La vida está llena de contrastes: entre que tenemos días movidos y atareados, y otros plenamente aburridos, o entre alegrías y enconos, o entre cientos de otros ejemplos que vienen en parejas, hacemos de los recuerdos de nuestros días redes de contrarios sujetos por la misma experiencia. Nosotros mismos somos así un poco, no podemos evitar que salga de nuestra supuesta congruencia alguna opinión que nos traiciona, o alguna actitud incomprensible; no tenemos carácteres de caricatura cuya única particularidad resaltable pinta todas nuestras acciones de un mismo tono.

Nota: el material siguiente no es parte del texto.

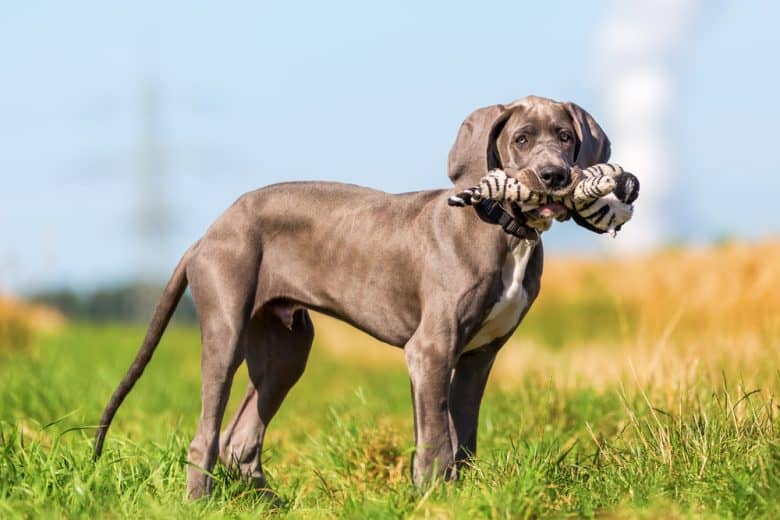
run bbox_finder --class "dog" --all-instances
[94,96,610,499]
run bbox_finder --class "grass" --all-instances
[0,246,780,518]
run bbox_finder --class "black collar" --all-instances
[474,199,539,240]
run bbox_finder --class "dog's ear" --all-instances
[563,103,612,168]
[447,103,515,187]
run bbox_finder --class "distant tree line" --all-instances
[29,282,197,323]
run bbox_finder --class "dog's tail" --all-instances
[92,246,195,460]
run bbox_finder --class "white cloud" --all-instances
[596,0,698,250]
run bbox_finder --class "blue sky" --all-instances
[0,0,780,291]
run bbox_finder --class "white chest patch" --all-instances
[463,240,536,352]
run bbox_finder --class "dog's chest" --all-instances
[464,240,535,352]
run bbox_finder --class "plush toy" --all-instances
[448,164,639,236]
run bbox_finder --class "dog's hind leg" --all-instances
[450,344,500,466]
[220,309,314,488]
[187,252,256,499]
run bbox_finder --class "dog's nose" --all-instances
[539,166,569,190]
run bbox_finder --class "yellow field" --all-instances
[308,238,780,388]
[0,295,65,349]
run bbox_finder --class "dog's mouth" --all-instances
[513,202,569,232]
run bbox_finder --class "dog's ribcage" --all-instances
[464,240,536,352]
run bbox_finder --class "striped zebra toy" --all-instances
[448,163,639,236]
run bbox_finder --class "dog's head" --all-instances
[448,96,610,229]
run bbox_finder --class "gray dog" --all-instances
[94,97,610,498]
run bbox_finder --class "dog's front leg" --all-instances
[404,320,457,486]
[450,341,496,467]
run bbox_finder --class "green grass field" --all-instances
[0,314,780,518]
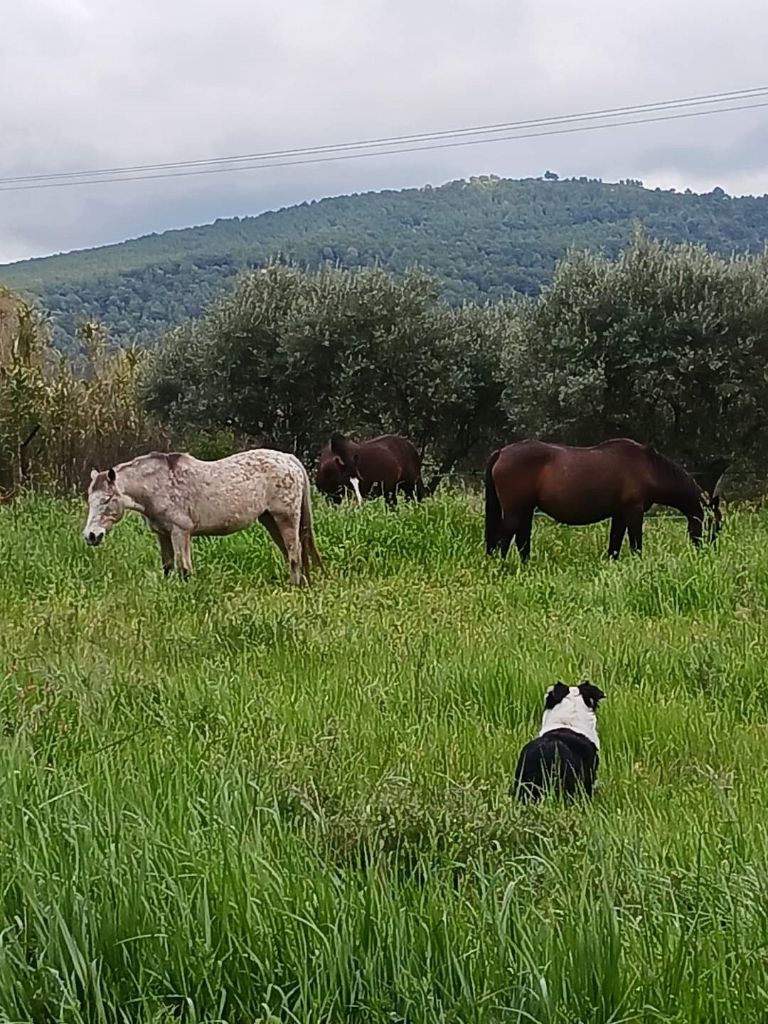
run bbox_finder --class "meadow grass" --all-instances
[0,495,768,1024]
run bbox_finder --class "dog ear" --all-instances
[579,679,605,711]
[544,682,570,711]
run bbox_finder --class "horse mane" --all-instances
[645,444,701,497]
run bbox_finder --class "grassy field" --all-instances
[0,497,768,1024]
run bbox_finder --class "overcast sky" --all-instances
[0,0,768,262]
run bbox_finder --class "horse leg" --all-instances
[156,530,173,575]
[267,509,307,587]
[259,512,288,561]
[608,515,627,561]
[496,516,518,559]
[171,526,191,577]
[515,509,534,562]
[627,509,643,555]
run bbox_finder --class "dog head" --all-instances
[539,680,605,746]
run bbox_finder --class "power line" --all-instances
[0,86,768,184]
[0,87,768,193]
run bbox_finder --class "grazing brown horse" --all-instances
[485,437,721,561]
[315,434,424,505]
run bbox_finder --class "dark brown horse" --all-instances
[485,437,721,561]
[315,434,424,505]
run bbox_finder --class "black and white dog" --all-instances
[515,682,605,801]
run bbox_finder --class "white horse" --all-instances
[83,449,321,585]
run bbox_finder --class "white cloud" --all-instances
[0,0,768,260]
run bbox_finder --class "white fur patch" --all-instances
[539,686,600,749]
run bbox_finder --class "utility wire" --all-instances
[0,87,768,193]
[0,86,768,184]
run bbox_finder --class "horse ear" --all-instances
[331,433,346,456]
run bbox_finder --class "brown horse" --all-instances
[485,437,721,561]
[315,433,424,505]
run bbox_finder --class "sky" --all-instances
[0,0,768,263]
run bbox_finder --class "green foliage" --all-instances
[0,496,768,1024]
[0,291,165,494]
[506,232,768,477]
[146,265,514,471]
[0,172,768,348]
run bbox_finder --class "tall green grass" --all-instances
[0,496,768,1024]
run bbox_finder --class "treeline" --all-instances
[0,232,768,499]
[6,172,768,350]
[0,289,168,501]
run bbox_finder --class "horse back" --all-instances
[357,434,421,485]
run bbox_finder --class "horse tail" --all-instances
[299,466,323,580]
[485,449,502,555]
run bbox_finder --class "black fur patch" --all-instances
[579,680,605,711]
[515,729,599,801]
[544,683,570,711]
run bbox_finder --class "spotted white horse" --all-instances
[83,449,321,585]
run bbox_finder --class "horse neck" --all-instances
[654,463,702,518]
[115,459,159,513]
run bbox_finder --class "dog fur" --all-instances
[515,682,605,801]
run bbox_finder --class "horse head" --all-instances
[329,433,362,505]
[83,469,126,547]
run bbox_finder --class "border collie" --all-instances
[515,682,605,801]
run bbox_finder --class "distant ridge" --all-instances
[0,172,768,346]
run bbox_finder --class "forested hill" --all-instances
[0,176,768,350]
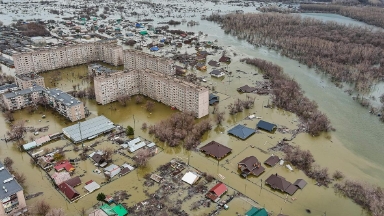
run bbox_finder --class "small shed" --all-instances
[245,207,268,216]
[237,85,257,93]
[228,125,256,140]
[205,182,228,202]
[209,93,219,106]
[104,164,121,178]
[200,141,232,160]
[256,120,277,133]
[293,179,307,189]
[149,46,159,52]
[264,155,280,167]
[84,181,100,193]
[181,172,199,185]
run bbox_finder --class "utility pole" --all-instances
[79,122,84,151]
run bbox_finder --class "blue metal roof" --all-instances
[228,125,255,140]
[256,120,277,132]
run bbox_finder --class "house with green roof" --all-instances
[100,204,128,216]
[245,207,268,216]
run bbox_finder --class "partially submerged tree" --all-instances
[117,95,131,106]
[96,193,105,202]
[33,200,51,216]
[133,148,152,167]
[135,95,144,104]
[145,101,155,112]
[125,125,135,136]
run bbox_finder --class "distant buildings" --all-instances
[0,162,27,215]
[3,86,85,121]
[15,73,45,89]
[12,40,123,74]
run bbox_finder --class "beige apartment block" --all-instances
[94,71,139,105]
[43,89,85,122]
[94,69,209,118]
[13,40,124,74]
[3,86,44,110]
[3,86,85,122]
[124,49,176,75]
[15,73,45,89]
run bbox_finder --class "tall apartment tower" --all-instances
[124,49,176,75]
[94,69,209,118]
[13,40,124,74]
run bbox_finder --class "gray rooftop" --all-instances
[0,83,17,91]
[16,73,41,81]
[88,64,117,73]
[0,162,23,200]
[45,89,81,106]
[63,115,115,143]
[4,85,44,98]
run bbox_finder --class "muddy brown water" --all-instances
[0,13,384,215]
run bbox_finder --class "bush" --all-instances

Estas diferencias son fuente constante de imitación en la poesía y el arte en general porque causan gran maravilla cuando nos parece que están bien representadas. La música sería imposible sin nuestra capacidad de atender esos contrastes, para empezar, entre lo errático y lo estático, y para continuar, entre lo breve y lo largo, lo fuerte y lo quedo, lo agudo y lo grave. Toda teoría harmónica se basa en el movimiento que reconocemos en el sonido cuando pasa (de innumerables maneras distintas) del reposo a la tensión y de vuelta, porque nuestros instrumentos musicales nos dan la posibilidad de mezclar en infinitos modos todas estas caras del sonido.

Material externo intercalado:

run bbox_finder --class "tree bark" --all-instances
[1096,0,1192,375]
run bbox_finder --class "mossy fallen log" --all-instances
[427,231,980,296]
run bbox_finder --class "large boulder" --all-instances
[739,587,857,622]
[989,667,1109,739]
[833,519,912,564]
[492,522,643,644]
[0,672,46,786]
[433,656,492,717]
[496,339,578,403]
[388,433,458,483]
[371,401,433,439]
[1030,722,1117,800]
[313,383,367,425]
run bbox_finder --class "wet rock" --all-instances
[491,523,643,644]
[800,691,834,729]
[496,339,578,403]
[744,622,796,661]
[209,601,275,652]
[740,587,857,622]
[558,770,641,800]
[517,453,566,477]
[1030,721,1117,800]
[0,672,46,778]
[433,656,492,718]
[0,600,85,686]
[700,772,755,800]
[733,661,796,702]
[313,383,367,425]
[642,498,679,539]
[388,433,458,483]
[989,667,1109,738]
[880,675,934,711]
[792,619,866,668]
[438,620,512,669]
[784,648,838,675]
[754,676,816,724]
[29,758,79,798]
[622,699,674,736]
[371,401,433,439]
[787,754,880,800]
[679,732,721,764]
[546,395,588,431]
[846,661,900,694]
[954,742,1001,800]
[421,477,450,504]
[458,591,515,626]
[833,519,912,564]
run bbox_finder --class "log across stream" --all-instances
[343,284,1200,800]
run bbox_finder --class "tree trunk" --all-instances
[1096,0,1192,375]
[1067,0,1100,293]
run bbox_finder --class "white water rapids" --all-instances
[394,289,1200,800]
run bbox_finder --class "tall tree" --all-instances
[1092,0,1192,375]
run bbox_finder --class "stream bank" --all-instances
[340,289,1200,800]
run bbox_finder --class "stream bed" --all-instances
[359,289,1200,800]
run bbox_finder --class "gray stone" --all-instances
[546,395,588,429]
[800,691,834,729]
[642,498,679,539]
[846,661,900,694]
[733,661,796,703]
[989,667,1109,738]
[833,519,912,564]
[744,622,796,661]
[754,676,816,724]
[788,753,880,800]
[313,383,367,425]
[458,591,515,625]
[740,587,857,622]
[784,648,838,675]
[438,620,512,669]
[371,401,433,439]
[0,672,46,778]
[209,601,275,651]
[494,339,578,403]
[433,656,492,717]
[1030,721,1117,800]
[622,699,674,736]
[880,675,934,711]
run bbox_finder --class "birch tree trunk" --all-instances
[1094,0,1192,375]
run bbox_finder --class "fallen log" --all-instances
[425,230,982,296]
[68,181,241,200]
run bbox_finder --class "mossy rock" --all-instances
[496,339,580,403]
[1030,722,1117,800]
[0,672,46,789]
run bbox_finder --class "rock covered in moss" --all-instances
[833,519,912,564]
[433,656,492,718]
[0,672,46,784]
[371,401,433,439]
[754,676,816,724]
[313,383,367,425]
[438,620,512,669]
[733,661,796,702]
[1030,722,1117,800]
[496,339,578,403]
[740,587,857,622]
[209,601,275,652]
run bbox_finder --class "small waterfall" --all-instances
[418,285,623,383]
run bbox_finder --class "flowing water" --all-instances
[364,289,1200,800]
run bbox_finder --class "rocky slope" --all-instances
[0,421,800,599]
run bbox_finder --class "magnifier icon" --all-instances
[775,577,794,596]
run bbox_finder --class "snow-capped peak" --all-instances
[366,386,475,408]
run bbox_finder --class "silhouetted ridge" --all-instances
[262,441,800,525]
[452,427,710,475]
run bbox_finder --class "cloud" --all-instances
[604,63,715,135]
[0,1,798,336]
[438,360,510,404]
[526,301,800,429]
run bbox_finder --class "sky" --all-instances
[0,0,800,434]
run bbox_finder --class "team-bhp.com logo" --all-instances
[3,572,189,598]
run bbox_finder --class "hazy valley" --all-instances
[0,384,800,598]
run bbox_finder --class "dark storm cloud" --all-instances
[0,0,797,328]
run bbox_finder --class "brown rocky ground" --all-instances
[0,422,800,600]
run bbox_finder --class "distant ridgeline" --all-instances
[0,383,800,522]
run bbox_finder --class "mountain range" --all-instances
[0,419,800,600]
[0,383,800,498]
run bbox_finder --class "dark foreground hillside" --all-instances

Pensaba hoy por la mañana que la causa de que la que la sinfonía sea probablemente el modo más completo de hacer música es que, de todas las formas, es la que mayormente posibilita que se den todos los contrastes imaginables que le corresponden (digo que le corresponden porque, obviamente, no son de la música las características de otras formas de arte como la pintura o la escultura). No solamente incluye los más numerosos colores entre tantos instrumentos que se agrupan, sino que puede mejor que ninguna otra hacer cualquier cambio: por velocidades no tiene límites más allá de los que los escuchas se permitan; tampoco por tonos, o por texturas, o por motivos, o por cualquier otra cosa. En general, no hay matiz acústico que la sinfonía no pueda producir. Obviamente, hablando sólo de la forma no estoy opinando sobre ninguna pieza en particular ni afirmo que cualquier sinfonía sea mejor que cualquier otra cosa de música en el mundo. Simplemente eso: que por sus posibilidades, es la que más ofrece al compositor.

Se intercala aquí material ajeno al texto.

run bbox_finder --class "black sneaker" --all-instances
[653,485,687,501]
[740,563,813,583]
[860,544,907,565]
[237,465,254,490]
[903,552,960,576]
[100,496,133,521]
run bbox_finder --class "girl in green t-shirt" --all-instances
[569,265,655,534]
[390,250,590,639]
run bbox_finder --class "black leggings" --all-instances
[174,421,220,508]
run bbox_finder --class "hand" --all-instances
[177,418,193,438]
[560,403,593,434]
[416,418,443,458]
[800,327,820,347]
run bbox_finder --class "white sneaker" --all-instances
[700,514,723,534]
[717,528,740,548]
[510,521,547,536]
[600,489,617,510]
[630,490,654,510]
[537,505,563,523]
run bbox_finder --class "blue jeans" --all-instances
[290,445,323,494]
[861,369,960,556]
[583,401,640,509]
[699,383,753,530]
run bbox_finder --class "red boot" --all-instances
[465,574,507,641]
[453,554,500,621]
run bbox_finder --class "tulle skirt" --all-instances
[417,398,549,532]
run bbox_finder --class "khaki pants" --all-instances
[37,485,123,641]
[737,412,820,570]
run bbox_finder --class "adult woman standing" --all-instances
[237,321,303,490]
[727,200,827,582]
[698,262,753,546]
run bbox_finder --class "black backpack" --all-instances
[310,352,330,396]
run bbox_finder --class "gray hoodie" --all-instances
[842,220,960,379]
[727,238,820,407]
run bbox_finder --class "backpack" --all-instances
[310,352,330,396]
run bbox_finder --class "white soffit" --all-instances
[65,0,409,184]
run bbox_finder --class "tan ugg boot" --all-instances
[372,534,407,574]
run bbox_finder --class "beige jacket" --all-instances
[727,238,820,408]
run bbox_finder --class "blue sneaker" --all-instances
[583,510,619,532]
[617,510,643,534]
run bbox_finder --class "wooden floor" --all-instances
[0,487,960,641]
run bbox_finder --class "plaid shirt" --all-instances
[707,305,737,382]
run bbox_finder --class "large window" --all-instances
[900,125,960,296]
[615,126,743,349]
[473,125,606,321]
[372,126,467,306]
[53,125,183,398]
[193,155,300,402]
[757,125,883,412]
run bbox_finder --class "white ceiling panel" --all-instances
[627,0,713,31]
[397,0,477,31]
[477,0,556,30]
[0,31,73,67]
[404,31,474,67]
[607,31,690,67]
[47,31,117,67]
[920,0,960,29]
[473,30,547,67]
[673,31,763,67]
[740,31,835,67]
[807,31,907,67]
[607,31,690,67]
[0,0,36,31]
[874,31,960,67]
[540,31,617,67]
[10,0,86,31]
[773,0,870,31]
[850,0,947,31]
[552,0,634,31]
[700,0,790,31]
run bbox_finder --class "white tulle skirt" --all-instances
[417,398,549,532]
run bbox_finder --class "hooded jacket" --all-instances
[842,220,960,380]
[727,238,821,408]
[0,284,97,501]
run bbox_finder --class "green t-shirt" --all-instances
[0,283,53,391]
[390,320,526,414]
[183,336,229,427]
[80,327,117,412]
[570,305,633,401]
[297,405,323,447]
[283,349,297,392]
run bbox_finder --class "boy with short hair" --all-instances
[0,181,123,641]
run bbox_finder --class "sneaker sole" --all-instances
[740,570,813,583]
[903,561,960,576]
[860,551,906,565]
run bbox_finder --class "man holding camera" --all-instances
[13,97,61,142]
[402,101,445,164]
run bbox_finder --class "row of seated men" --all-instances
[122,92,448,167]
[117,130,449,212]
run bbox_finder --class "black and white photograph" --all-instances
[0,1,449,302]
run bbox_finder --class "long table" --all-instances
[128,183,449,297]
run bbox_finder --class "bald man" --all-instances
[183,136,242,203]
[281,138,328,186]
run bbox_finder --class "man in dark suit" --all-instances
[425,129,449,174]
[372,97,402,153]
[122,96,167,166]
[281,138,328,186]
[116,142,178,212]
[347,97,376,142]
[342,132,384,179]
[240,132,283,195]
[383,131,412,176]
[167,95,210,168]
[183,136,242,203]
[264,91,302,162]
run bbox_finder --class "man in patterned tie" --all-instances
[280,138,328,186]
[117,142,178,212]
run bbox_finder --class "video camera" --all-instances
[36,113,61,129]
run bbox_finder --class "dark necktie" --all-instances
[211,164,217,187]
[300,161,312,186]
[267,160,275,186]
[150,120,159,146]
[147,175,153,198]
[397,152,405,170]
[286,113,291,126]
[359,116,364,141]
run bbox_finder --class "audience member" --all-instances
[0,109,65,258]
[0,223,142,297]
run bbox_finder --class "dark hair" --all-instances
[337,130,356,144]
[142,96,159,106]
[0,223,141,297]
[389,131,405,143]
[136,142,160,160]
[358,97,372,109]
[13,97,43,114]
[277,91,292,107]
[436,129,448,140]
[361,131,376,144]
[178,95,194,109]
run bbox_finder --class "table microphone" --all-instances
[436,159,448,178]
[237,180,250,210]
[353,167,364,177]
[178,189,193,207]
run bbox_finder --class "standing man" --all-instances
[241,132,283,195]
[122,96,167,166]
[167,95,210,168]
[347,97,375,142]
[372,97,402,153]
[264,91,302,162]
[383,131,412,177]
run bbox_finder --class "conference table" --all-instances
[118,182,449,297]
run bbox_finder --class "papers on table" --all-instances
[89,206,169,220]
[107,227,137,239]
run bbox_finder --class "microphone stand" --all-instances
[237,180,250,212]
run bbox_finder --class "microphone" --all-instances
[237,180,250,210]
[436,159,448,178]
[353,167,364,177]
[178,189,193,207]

Otra cosa es pensar en la musicalidad de las palabras y su relación con la sinfonía. Confesaré que es ésta la segunda causa que me motivó a pensar en la preeminencia sinfónica: la canción bien podría estar en su máximo esplendor en el poema sinfónico. No todo poema está pensado como canción entre instrumentos, y no toda presentación de la voz tendría por qué ser incluida en una asociación orquestal; pero en cierto modo las mismas razones por las que la obra sinfónica tiene toda la capacidad de hacer lo mejor posible por la música incluirían al canto, en el poema sinfónico (o en algo parecido a él).

Al final, creo que es importante tener claro que en cualquiera de los dos ámbitos, si es verdad lo que aquí especulo como posibilidades para la composición, aún se necesita un talento excelente para hacerlas valer en toda su amplia extensión.

1 comentario

  1. elexpresidente dice:

    Me gusta mucho la analogía entre la variedad de posibilidades y contrastes de la sinfonía, con los del carácter de una persona: la sinfonía, por tener la mayor posibilidad de representar variedades y contrarios, es la más capaz de imitar (siempre de manera limitada) el flujo natural, infinitamente variado, de lo real. Pero al final dices que, «aún se necesita un talento excelente para hacerlas valer en toda su amplia extensión,» y ese «aún» sugiere que la amplitud de sus posibilidades ya le da ciertas ventajas al músico. Creo que, por el contrario, si el músico no es excelente, las variadísimas posibilidades de la sinfonía van a ser sus enemigas, ¿no lo crees? Es decir: la pobreza de un mal músico luce más en la sinfonía que en la sonatina, lo mismo que la excelencia del bueno.